Power limits and a figure of merit for stimulated Brillouin scattering in the presence of third and fifth order loss

TL;DR

This paper develops design guidelines and a figure of merit for optimizing stimulated Brillouin scattering in on-chip waveguides, considering various loss mechanisms to maximize amplification and power limits.

Contribution

It introduces a dimensionless parameter to determine optimal conditions and provides practical expressions for waveguide design, accounting for nonlinear and linear losses.

Findings

2PA-induced FCA limits SBS in silicon and germanium at specific wavelengths

Optimal operating conditions depend on a new figure of merit involving gain and loss

Three-photon absorption is negligible for SBS in studied materials

Abstract

We derive a set of design guidelines and a figure of merit to aid the engineering process of on-chip waveguides for strong Stimulated Brillouin Scattering (SBS).
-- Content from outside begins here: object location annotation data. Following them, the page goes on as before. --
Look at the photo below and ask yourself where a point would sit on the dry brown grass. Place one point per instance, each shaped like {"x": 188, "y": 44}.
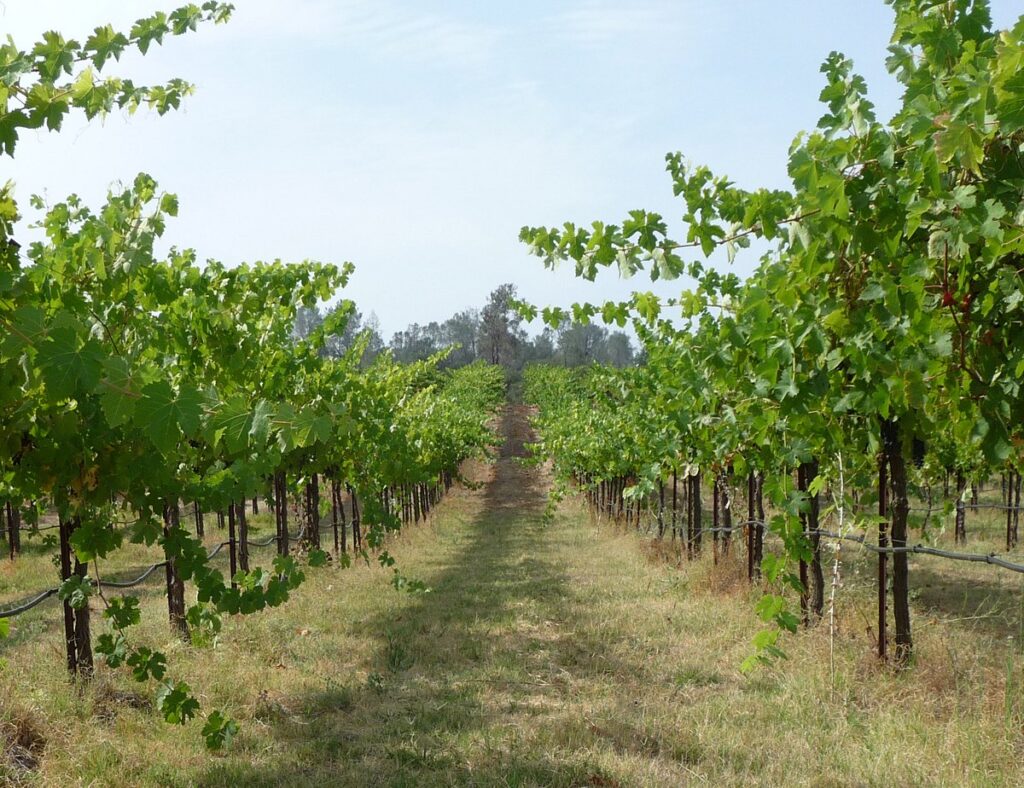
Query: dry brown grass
{"x": 545, "y": 654}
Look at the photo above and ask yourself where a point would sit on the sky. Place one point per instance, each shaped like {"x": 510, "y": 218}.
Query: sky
{"x": 416, "y": 138}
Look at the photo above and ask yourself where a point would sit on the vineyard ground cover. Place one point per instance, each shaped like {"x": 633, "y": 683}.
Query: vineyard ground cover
{"x": 34, "y": 570}
{"x": 991, "y": 600}
{"x": 545, "y": 654}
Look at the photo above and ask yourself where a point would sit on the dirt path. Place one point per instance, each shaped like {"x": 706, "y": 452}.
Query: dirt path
{"x": 545, "y": 654}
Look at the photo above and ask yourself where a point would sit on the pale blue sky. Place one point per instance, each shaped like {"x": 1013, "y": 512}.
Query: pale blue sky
{"x": 415, "y": 138}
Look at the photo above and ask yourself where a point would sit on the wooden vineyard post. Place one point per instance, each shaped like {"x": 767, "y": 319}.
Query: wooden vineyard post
{"x": 804, "y": 580}
{"x": 814, "y": 526}
{"x": 232, "y": 548}
{"x": 175, "y": 585}
{"x": 356, "y": 523}
{"x": 697, "y": 512}
{"x": 243, "y": 536}
{"x": 883, "y": 556}
{"x": 759, "y": 524}
{"x": 312, "y": 513}
{"x": 660, "y": 509}
{"x": 893, "y": 446}
{"x": 281, "y": 511}
{"x": 13, "y": 529}
{"x": 715, "y": 519}
{"x": 750, "y": 526}
{"x": 198, "y": 515}
{"x": 960, "y": 531}
{"x": 77, "y": 639}
{"x": 675, "y": 505}
{"x": 1008, "y": 501}
{"x": 335, "y": 505}
{"x": 726, "y": 504}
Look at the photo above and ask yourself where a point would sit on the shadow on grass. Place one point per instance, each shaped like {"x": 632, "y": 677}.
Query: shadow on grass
{"x": 457, "y": 667}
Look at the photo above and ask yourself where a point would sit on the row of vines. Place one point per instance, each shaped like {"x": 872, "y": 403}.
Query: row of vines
{"x": 133, "y": 382}
{"x": 879, "y": 344}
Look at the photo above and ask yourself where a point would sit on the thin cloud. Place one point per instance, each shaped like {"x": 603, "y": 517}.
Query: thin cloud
{"x": 389, "y": 29}
{"x": 598, "y": 23}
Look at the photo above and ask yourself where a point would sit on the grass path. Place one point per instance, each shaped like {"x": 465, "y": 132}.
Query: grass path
{"x": 545, "y": 654}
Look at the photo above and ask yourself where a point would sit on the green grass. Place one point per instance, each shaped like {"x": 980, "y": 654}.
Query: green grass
{"x": 545, "y": 654}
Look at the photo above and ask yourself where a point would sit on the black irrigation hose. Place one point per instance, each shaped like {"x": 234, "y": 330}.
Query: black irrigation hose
{"x": 25, "y": 607}
{"x": 977, "y": 558}
{"x": 28, "y": 605}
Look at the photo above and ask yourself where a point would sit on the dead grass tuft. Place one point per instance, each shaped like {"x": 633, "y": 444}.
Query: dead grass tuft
{"x": 22, "y": 742}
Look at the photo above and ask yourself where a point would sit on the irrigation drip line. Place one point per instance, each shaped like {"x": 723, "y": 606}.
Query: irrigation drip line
{"x": 25, "y": 607}
{"x": 29, "y": 604}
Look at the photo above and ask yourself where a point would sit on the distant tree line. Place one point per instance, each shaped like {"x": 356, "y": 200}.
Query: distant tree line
{"x": 493, "y": 333}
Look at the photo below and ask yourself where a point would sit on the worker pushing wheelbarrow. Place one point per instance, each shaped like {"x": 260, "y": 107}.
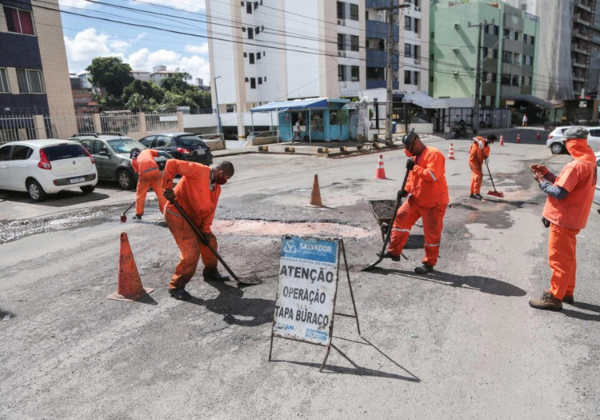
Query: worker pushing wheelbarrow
{"x": 426, "y": 190}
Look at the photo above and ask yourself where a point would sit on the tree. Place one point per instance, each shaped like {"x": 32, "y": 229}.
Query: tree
{"x": 110, "y": 74}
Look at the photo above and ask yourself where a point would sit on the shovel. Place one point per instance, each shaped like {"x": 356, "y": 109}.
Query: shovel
{"x": 389, "y": 232}
{"x": 123, "y": 217}
{"x": 495, "y": 193}
{"x": 249, "y": 281}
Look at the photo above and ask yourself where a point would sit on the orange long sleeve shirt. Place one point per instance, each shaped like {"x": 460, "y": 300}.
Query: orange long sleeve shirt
{"x": 145, "y": 161}
{"x": 427, "y": 181}
{"x": 193, "y": 191}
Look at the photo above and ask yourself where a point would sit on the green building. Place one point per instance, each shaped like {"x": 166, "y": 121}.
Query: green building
{"x": 510, "y": 40}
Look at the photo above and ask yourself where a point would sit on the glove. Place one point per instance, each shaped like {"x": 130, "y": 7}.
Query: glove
{"x": 204, "y": 239}
{"x": 169, "y": 195}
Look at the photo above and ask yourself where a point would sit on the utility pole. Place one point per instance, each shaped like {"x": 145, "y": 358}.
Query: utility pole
{"x": 391, "y": 50}
{"x": 217, "y": 101}
{"x": 479, "y": 27}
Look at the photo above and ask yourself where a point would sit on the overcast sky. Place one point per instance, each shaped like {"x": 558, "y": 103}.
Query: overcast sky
{"x": 141, "y": 47}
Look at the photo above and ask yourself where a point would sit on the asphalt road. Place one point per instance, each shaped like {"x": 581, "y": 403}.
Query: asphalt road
{"x": 459, "y": 343}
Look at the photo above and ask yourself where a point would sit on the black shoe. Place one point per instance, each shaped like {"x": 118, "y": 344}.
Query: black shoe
{"x": 180, "y": 294}
{"x": 388, "y": 254}
{"x": 215, "y": 276}
{"x": 424, "y": 269}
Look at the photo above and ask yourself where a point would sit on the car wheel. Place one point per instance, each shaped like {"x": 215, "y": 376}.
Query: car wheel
{"x": 125, "y": 179}
{"x": 35, "y": 191}
{"x": 557, "y": 148}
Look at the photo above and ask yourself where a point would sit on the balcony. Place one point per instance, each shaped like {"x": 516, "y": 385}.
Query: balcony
{"x": 379, "y": 30}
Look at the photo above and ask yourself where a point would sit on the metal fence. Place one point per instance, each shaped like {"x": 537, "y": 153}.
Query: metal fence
{"x": 162, "y": 122}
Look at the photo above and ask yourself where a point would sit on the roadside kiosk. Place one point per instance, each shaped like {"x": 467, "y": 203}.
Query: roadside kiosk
{"x": 323, "y": 119}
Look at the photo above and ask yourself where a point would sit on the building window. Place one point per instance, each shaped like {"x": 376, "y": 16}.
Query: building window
{"x": 340, "y": 10}
{"x": 354, "y": 42}
{"x": 341, "y": 42}
{"x": 30, "y": 81}
{"x": 4, "y": 86}
{"x": 354, "y": 11}
{"x": 341, "y": 73}
{"x": 18, "y": 21}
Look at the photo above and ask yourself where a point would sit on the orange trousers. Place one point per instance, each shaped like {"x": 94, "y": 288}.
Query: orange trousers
{"x": 191, "y": 249}
{"x": 562, "y": 244}
{"x": 476, "y": 178}
{"x": 433, "y": 223}
{"x": 145, "y": 181}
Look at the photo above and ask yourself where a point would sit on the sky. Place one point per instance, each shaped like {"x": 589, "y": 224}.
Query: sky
{"x": 143, "y": 46}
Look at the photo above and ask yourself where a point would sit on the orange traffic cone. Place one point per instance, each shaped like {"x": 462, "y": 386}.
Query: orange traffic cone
{"x": 315, "y": 195}
{"x": 451, "y": 152}
{"x": 129, "y": 284}
{"x": 380, "y": 174}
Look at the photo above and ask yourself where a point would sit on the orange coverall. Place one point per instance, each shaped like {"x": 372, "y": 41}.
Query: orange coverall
{"x": 148, "y": 176}
{"x": 429, "y": 198}
{"x": 194, "y": 195}
{"x": 569, "y": 215}
{"x": 478, "y": 152}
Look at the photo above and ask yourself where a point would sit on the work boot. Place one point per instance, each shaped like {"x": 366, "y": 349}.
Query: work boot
{"x": 214, "y": 275}
{"x": 180, "y": 294}
{"x": 388, "y": 254}
{"x": 548, "y": 301}
{"x": 424, "y": 269}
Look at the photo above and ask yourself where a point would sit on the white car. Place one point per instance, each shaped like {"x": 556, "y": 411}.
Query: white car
{"x": 42, "y": 167}
{"x": 556, "y": 141}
To this end, we examine the impact of several types of loss on the total amplification of the Stokes wave that can be achieved via SBS. We account for linear loss and nonlinear loss of third order (two-photon absorption, 2PA) and fifth order, most notably 2PA-induced free carrier absorption (FCA). From this, we derive an upper bound for the output power of continuous-wave Brillouin-lasers and show that the optimal operating conditions and maximal realisable Stokes amplification of any given waveguide structure are determined by a dimensionless parameter $\mathcal{F}$ involving the SBS-gain and all loss parameters. We provide simple expressions for optimal pump power, waveguide length and realisable amplification and demonstrate their utility in two example systems. Notably, we find that 2PA-induced FCA is a serious limitation to SBS in silicon and germanium for wavelengths shorter than 2200nm and 3600nm, respectively. In contrast, three-photon absorption is of no practical significance.